In order to prevent the risk factors of a restenosis, a number of coatings for stents were developed that are intended to offer increased hemo-compatibility. However, these coated implants have the problem that, as a rule, they have a short shelf-life after having been produced up to the implantation time, i.e. they can only be stored for a short time, or they also require storage conditions such as, for example, storage of the products at 4° C. This leads to increased waste of completed products and thus to an increased economic loss as well as increased costs with respect to energy consumption. Particularly medical implants made of polymeric materials or with coatings of polymeric materials, perhaps loaded with active substances, must be improved with respect to their shelf-life and storage stability.
Further, many of these coated stents that are loaded with active substances have the disadvantage that the active substances are released too slowly at the surrounding implantation site, as well as that their bioavailability of the respective coating materials is too low. Further, in the selection of the dosage of the active substances that are to be released, it is limiting, that the quantity of the active substance that is to be placed on the exterior of the stent is severely limited because the surface area that is available for application at the stent is very small. Stents of biocorrodible magnesium alloys can have the additional problem that the strongly alkalinity that is created as a result of the corrosion of the material, negatively influences the resorption behavior of the active substance that is to be absorbed. Thus, active substances are sometimes used as hydrochlorides when the solubility of the active substance is too low. However, in the strongly alkaline environment that is created, such hydrochlorides are again transformed into difficult to dissolve, deprotonized active substances.

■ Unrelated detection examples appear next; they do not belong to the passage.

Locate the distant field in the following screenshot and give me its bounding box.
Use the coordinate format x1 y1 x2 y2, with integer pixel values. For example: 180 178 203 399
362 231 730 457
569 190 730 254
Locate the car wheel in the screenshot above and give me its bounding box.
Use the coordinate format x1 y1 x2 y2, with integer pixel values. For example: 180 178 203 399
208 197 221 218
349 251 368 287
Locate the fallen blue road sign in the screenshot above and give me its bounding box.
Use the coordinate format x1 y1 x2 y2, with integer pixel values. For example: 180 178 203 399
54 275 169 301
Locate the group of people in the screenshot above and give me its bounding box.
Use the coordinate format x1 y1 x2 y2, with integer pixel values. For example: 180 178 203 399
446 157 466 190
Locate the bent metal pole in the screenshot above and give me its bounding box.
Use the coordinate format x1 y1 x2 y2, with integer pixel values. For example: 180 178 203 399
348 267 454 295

One problem in the use of biocorrodible implants that consist entirely or partially of a metallic material is also that the decomposition products that are created in the corrosion process of the implant and released often have a significant influence on the local pH value and can lead to undesired tissue reactions. Moreover, because of their increased rate of corrosion, these implants often have an implant integrity that is too short at the implant site for the desired application. Particularly in the degradation of Mg-containing biocorrodible implant materials, the pH value in the immediate environment can rise. This rise in the pH value can lead to a phenomenon that is summarized by the term alkalosis. The increase in local pH value thereby leads to an imbalance of the load distribution in the smooth muscle cells surrounding the vascular structure, which can have the effect of increasing tonicity in the area of the implant. This increased pressure on the implant can lead to the premature loss of the integrity of the implant. If the implant is, for example, a stent, a restenosis can occur in the course of such a vasoconstriction in the vascular structure around the stent or to an impairment of the vascular lumen.